Modularity is a desirable property of any reasonably complex software. Modularity allows the programmer to examine, understand and change parts — modules — of the software while temporarily ignoring the rest of it. When the software becomes too large for a single programmer to work on it sequentially, modularity allows a team of individuals to work on it in parallel. Ideally, modularity is recursive — modules should themselves consist of modules, and so on, until each module is small enough for an individual to grasp quickly, even with an arbitrarily large team.
From one perspective, modularity is less about breaking down software into smaller modules, and more about creating small modules that can be easily combined with other modules to create large systems. Combining modules is called ‘composition’, and composability is the holy grail of software design.

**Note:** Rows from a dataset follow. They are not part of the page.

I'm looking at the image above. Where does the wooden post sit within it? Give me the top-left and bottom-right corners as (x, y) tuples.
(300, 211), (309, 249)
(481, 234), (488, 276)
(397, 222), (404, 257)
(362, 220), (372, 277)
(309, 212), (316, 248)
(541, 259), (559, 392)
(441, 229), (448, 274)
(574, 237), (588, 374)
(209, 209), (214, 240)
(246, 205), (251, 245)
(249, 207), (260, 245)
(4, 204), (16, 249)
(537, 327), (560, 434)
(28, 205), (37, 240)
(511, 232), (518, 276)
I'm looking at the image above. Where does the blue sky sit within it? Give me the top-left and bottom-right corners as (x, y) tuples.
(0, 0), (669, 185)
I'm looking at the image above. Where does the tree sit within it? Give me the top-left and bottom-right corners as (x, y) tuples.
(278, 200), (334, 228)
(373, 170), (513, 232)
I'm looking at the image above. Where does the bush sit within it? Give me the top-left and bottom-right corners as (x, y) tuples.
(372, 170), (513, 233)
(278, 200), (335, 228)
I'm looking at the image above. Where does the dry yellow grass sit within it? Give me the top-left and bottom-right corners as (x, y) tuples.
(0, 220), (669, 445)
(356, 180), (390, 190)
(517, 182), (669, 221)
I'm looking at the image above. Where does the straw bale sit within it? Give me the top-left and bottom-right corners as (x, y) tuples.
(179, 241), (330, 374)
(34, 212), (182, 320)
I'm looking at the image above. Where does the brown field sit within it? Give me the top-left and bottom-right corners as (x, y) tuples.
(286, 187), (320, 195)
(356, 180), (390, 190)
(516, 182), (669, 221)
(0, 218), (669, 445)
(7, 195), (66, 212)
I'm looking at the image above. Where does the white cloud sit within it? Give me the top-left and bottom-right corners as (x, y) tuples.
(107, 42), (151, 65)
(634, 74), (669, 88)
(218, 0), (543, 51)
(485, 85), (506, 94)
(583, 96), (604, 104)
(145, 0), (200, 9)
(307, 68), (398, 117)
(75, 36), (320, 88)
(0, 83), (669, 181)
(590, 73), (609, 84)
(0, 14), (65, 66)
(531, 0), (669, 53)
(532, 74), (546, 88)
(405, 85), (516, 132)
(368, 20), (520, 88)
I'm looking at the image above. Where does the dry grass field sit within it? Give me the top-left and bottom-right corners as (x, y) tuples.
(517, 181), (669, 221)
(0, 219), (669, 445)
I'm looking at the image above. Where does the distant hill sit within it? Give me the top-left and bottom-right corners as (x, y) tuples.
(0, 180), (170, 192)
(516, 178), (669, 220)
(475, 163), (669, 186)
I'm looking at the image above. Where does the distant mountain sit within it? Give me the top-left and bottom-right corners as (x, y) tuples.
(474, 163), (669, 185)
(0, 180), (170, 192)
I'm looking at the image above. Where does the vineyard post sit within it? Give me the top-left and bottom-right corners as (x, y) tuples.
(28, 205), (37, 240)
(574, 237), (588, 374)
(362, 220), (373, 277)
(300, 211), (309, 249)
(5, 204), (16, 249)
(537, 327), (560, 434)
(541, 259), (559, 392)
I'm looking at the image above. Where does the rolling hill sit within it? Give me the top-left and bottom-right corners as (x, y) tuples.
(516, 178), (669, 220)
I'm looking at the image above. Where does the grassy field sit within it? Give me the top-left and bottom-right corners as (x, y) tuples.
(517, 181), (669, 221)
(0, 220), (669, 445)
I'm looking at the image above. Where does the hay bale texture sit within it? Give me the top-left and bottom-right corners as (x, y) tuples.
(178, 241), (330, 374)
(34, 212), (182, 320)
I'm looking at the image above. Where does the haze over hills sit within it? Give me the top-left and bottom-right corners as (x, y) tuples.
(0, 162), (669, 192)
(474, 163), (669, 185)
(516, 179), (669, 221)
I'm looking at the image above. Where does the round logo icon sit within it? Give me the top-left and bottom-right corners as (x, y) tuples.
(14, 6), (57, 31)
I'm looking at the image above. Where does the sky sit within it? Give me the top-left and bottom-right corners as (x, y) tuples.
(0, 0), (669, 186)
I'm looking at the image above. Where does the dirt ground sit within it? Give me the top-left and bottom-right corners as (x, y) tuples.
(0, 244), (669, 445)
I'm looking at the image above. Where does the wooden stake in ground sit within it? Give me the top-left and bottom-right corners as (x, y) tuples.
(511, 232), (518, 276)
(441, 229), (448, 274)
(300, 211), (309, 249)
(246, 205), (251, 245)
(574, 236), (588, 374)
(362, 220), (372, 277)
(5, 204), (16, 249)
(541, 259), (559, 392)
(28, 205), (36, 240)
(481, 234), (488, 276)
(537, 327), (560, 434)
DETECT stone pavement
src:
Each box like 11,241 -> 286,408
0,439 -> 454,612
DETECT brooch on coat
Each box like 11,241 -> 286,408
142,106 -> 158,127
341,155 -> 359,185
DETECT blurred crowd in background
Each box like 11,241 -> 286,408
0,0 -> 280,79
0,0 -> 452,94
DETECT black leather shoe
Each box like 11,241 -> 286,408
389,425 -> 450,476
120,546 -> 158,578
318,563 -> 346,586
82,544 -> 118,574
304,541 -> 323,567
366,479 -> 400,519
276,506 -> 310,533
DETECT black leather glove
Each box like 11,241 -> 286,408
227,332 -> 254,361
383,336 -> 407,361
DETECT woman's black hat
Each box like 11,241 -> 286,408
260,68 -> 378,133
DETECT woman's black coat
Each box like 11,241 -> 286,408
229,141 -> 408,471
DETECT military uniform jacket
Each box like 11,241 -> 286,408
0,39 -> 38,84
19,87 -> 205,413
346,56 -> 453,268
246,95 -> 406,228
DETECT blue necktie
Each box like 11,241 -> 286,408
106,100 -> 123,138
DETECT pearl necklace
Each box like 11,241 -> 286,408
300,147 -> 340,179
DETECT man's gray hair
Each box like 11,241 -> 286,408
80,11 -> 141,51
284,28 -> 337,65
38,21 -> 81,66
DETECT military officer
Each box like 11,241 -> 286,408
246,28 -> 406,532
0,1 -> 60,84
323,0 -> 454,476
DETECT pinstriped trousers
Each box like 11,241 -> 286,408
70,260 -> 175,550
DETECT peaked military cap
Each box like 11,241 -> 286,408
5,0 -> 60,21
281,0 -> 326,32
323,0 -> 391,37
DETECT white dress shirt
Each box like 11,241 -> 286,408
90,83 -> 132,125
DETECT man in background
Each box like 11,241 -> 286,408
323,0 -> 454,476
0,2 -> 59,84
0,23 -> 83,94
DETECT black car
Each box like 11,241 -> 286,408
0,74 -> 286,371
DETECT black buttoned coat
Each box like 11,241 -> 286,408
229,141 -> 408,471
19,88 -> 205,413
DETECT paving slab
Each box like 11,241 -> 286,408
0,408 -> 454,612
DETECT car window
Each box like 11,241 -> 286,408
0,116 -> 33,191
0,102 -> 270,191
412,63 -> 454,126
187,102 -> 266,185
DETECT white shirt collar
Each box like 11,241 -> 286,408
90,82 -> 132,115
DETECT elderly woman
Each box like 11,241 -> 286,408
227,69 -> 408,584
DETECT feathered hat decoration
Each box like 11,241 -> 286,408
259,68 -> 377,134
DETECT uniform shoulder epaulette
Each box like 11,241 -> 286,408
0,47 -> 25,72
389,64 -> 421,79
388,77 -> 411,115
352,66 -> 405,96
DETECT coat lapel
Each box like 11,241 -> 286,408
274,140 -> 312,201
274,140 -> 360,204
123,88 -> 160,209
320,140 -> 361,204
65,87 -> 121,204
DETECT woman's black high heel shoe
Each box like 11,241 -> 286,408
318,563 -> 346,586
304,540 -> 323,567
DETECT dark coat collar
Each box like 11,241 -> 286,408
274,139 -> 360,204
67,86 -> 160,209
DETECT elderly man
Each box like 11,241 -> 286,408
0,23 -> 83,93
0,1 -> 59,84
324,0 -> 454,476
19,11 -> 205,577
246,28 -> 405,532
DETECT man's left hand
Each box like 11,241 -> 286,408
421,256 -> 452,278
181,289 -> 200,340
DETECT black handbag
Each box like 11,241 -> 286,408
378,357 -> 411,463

Functions are the ultimate tool in the toolbox of composition. In mathematics, a function has inputs and outputs, and its definition represents the mapping of inputs to outputs. In the computational world, these mappings may be viewed as transformations of inputs into outputs. Functions are inherently composable, as under the right conditions, the outputs of one function may be connected to the input of another function (even itself). Unfortunately, functions in mainstream programming languages are impure in the sense that they may do other things, such as write bytes to disk or send data over a network. These so-called ‘effects’ hinder our ability to compose functions using their mathematical representations, unless the effects themselves are modeled as first-class inputs or outputs.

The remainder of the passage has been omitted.